No matter where you come down on this discussion, Melchizedeck is an oddity for us to consider. Jesus is a High Priest in the same line or order as Melcizedeck and serves under no constraints of the Levitical or Aaronic priesthoods.

The author of Hebrews goes to great lengths here to distinguish Jesus and his High Priestly rule from the others while making sure that Jesus is held at all times as superior.

3 comments:

Marshall Bailey said...

Hello - anyone home? Where is everyone? What's up with all these zero comments? Vacation time?
Thank you, oh good and faithful Bill!
Melchizedeck has been very interesting to my father-in-law (Mr. Getz). He was talking about it just last week when we were there, and I told him it would be part of our reading shortly.
The whole thing seems kind of crazy - all of this blood line stuff, yet he's only mentioned a couple of times in the whole Bible - but when he is, it looks like he's rather significant. An appearance of God - that would make sense. Another name or something?
I'll give you that, then all of this would make sense.
Anywho, carry on. Hope all is well.
Missed you guys...but have been keeping up! Everything was wonderful!
God bless,
Marshall

Pastor Bill said...

Hey Marshall!

Welcome home friend. I have missed your comments and presence on this site as well as seeing you occassionally at worship when you are visiting the "in-laws"!

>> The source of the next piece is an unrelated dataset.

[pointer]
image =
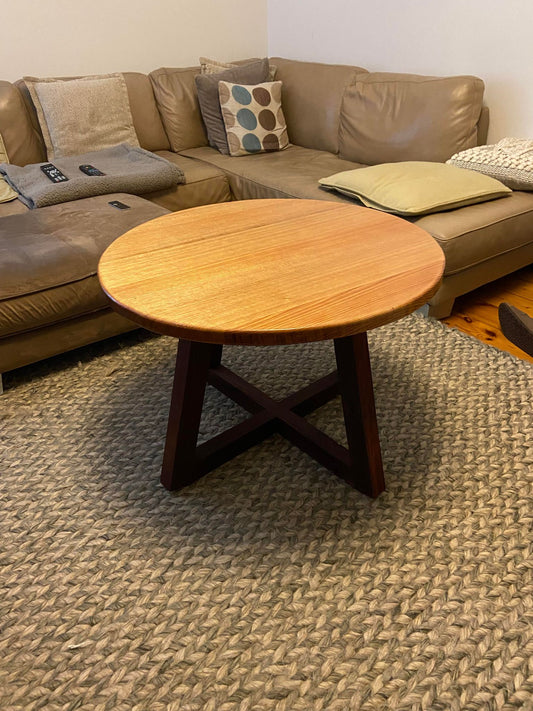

Melchizedeck is a fascinating guy - many opinions but few hard facts about him availabe.

I hope to see you and your wife soon!

Bill

Beth Quick said...

I'm with you - an oddity, Melchizedek. I try to follow, but get quite confused in this chapter. I guess not about the themes, but about Melchizedek and why the author is so stuck on this imagery/analogy that no one else seems to care much about!